Как бог шельму сметил

   Село Ярское прилепилось к самому яру на правобережье Томи со времени незапамятных. Река здесь под стать горной, с быстриной, да дном каменистым, а вокруг раздолье: справа плато, возвышенность чудодейственная, слева, через бурную стремнину, - луга заливные да перелески. А по вечерам еще и звон колокольный: то в кедровник ударится, то по воде поплывет, то в дальних лесах отзовется. Церковь же  в селе во имя Введения во храм Пресвятой Богородицы – добротная,   каменная , а колокольня деревянная, но на фундаменте тоже каменном. А колокола на ней были, знать, особенные, не случайно в анналы попали. Но случилось это уже годы спустя после порухи, которую большевики учинили. Наша же история имела место тогда, когда все еще казалось незыблемым. И была она, на мой взгляд, весьма занятной. Судите сами.
   Летом 1910 года задумал отец Сергий (Шавров), тамошний священник, кресты да главы на церкви обновить. Надо сказать, приход у батюшки был немалый: прихожане и в деревне Конева  жили, и в Суранова  и в Ларина. А в деревне Вершинина, что в восьми верстах, в 1889 году Томская купчиха Глафира  Зырина  построила еще и часовню во имя апостолов Петра и Павла. С разрешения епархиального начальства, но на собственные средства, да на средства доброхотов, как тогда говорили. К началу века и в Батурине появился молитвенный дом, освященный во имя св. великомученика Георгия Победоносца. В общем, за всем и вся пригляд нужен был. В том числе и за состоянием крестов и глав самой Введенской церкви.

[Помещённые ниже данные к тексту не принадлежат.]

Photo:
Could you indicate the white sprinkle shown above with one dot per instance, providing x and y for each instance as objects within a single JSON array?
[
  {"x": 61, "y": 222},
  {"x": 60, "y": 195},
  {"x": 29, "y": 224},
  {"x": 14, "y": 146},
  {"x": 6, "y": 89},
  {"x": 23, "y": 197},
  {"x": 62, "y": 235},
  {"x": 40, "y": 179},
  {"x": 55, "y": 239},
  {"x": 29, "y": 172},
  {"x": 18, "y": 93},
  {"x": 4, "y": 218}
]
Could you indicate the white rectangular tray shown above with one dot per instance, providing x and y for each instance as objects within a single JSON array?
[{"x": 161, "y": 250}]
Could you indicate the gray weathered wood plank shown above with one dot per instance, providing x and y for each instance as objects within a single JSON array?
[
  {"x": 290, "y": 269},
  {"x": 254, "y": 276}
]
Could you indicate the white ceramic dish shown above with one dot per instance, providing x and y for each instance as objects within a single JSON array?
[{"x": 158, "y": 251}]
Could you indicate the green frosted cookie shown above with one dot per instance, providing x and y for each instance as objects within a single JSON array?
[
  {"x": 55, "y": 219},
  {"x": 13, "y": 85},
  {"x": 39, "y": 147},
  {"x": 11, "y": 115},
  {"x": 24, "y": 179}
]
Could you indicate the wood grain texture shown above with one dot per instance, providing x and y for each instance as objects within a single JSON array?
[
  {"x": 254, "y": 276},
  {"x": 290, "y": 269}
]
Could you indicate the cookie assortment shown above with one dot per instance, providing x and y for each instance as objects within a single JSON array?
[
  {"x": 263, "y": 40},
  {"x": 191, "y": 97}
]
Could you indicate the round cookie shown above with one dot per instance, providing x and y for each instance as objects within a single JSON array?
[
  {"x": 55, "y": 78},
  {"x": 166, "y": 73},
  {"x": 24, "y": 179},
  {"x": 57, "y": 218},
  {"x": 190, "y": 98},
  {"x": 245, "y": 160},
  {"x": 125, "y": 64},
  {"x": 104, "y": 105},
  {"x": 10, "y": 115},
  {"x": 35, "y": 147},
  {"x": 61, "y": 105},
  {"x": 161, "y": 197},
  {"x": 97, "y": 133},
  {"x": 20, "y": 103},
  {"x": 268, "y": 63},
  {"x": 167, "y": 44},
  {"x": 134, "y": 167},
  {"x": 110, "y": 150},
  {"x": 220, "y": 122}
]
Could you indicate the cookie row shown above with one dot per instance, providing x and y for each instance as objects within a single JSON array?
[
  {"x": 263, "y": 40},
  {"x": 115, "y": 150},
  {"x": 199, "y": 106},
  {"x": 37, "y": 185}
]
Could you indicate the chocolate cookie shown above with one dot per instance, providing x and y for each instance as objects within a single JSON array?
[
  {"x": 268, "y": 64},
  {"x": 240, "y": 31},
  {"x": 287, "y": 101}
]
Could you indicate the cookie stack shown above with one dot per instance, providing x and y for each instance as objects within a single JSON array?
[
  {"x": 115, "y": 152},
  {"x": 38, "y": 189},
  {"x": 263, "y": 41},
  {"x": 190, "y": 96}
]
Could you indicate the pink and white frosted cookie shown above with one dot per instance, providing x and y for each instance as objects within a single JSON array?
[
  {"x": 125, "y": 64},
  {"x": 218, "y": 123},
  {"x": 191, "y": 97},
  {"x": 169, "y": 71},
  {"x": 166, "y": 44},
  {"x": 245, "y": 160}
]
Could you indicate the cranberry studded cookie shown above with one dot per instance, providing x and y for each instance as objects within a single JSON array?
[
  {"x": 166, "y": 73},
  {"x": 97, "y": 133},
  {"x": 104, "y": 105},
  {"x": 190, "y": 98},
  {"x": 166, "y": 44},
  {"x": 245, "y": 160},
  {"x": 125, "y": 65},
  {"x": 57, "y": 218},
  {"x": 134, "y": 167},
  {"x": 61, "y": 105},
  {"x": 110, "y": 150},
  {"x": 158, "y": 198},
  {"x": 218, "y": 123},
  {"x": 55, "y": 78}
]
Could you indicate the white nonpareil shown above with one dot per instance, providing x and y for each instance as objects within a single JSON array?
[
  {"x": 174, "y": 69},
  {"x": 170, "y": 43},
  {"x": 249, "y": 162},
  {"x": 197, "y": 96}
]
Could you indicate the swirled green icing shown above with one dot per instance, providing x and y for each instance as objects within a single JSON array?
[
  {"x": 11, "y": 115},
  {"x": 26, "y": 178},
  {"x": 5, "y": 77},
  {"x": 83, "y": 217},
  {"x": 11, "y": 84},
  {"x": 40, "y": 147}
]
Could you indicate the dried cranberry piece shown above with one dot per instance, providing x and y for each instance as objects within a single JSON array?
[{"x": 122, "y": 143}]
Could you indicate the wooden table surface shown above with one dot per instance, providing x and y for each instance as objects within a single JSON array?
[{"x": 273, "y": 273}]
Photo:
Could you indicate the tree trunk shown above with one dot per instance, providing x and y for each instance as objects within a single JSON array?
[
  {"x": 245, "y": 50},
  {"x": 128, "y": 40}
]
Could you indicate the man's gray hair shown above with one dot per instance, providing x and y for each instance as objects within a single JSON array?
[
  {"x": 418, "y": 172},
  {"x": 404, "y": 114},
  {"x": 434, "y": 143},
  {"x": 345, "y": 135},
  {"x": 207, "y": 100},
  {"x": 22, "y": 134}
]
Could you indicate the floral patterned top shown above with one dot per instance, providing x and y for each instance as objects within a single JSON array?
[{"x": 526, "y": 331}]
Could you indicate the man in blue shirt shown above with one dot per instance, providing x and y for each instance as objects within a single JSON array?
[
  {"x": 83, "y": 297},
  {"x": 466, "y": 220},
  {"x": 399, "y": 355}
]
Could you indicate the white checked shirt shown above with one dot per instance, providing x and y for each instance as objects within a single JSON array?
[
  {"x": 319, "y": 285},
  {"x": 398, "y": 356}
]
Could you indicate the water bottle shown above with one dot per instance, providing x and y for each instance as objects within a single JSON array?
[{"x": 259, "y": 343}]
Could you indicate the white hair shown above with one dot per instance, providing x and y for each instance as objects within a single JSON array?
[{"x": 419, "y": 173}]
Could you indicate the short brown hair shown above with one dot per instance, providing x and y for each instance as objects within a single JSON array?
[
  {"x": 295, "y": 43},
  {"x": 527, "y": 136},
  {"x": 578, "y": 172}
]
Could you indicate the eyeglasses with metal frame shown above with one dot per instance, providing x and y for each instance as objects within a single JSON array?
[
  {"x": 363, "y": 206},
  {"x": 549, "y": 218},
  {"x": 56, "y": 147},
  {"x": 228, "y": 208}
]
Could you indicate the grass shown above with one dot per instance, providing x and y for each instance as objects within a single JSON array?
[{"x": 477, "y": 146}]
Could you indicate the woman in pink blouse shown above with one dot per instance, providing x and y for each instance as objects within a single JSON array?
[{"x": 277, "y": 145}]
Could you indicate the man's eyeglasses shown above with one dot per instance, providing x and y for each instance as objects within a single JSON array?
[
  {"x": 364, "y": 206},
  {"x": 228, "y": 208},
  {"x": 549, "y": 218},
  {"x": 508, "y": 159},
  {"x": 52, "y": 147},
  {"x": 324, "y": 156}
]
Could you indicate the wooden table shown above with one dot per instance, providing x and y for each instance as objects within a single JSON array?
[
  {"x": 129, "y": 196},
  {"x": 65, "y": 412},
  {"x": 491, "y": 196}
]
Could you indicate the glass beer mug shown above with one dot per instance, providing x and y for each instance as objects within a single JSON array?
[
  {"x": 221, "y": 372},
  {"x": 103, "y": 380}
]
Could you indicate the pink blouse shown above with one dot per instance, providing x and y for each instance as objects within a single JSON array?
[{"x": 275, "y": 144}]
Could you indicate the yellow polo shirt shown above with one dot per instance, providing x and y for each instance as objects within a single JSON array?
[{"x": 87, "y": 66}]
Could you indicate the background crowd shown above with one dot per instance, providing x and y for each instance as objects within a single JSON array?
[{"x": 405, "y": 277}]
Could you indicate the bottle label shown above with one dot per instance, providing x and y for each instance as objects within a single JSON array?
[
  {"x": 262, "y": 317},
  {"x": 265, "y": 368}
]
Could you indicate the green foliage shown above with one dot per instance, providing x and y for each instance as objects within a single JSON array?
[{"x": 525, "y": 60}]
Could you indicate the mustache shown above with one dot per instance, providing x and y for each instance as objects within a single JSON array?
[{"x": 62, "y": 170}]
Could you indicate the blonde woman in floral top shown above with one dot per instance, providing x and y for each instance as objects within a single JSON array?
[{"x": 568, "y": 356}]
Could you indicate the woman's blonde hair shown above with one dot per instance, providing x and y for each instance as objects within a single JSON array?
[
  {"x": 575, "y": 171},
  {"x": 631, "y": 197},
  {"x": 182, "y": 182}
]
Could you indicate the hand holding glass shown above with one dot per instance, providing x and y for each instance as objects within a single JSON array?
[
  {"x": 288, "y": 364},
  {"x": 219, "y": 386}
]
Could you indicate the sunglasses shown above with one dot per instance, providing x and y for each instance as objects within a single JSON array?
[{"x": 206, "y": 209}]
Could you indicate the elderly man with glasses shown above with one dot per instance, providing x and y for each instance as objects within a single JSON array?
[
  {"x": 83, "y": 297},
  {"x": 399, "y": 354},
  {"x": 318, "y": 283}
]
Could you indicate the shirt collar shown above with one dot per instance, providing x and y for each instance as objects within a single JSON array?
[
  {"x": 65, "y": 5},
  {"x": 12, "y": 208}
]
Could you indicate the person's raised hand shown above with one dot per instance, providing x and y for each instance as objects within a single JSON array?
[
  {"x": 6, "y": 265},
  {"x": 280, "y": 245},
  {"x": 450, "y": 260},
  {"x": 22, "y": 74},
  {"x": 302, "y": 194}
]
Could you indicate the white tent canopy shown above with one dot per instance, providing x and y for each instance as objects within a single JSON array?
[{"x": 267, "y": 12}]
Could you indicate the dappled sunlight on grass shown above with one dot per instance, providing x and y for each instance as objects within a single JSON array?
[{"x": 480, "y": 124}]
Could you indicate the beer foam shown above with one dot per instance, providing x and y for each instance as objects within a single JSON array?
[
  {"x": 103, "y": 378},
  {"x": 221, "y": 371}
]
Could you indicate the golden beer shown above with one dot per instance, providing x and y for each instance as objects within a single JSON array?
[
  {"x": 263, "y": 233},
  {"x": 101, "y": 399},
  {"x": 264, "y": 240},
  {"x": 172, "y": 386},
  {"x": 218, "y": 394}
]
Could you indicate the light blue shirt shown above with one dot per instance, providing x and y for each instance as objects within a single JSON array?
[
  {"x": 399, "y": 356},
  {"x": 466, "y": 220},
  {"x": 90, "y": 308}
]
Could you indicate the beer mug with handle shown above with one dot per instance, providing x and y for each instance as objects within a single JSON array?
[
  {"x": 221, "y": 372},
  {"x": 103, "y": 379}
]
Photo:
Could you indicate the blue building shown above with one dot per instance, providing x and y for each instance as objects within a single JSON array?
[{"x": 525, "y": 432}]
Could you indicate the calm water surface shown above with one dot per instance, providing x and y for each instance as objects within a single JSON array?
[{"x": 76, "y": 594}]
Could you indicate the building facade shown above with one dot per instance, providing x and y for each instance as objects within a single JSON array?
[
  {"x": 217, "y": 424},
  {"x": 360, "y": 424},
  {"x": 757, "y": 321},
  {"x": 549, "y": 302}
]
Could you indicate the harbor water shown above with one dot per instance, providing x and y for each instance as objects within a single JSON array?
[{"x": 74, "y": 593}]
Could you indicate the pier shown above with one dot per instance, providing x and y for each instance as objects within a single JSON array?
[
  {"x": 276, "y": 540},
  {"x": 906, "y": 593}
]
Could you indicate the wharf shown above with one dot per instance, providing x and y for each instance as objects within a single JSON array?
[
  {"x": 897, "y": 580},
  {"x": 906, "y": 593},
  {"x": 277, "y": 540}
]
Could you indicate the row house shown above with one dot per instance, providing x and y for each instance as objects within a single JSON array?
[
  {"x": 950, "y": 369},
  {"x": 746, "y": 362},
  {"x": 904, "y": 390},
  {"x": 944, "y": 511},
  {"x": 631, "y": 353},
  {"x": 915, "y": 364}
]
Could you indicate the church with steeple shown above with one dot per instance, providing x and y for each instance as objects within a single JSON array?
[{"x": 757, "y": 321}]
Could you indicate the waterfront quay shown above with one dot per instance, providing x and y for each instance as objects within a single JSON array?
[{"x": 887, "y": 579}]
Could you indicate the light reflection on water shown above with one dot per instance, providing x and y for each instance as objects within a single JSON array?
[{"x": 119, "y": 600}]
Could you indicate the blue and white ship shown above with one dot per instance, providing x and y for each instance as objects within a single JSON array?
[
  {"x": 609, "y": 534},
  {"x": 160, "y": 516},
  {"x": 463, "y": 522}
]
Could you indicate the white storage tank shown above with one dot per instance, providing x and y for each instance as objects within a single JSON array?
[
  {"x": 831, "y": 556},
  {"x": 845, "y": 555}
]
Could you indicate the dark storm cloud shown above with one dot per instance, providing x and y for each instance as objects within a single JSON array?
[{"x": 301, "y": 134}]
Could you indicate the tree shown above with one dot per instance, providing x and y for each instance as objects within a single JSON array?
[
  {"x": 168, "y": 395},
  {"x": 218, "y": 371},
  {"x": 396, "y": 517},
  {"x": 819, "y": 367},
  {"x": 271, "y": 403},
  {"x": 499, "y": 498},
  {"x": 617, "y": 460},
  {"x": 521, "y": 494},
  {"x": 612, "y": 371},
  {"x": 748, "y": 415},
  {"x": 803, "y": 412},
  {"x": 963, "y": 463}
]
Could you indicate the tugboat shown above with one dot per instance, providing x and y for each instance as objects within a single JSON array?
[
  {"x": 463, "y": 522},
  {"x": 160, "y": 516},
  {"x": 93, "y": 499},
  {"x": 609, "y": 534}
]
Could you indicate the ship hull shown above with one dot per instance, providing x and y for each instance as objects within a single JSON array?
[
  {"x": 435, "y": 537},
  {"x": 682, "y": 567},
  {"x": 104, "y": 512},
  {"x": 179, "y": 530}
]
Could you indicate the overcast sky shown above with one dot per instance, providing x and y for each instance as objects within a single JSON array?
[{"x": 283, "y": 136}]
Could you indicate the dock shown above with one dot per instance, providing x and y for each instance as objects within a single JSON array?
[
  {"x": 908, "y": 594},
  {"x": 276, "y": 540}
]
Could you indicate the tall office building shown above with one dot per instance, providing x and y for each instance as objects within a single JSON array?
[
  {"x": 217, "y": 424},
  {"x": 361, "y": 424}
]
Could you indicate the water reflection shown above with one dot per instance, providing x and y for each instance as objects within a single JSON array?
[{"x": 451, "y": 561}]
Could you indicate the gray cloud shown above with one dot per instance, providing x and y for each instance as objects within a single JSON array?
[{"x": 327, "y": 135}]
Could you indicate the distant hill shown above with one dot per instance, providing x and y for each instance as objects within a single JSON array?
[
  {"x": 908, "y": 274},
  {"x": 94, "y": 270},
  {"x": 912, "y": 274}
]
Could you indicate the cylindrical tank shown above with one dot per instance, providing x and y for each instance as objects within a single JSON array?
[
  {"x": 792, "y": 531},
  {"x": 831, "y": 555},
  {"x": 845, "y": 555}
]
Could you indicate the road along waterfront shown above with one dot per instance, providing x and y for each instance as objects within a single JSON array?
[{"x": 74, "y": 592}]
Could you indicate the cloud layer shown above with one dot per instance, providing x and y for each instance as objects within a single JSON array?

   По случаю появился на селе подрядчик, назвался Макеем Алексеевичем, переселенцем с Пермской губернии. Заверил, что толк в золочении знает, а подручные мастеровые в Томске у него всегда под рукой. Договорились о цене, сроках, да и о качестве работ. Подрядчик подсуетился быстро: возвел леса вокруг храма, снял кресты,  взял у батюшки аванс в 200 рублей на покупку книжечек с сусальным золотом и отправился в Томск за подмогой. Здесь-то и случилось то, что стало впоследствии  в и д и м о й  причиной необычной тяжбы.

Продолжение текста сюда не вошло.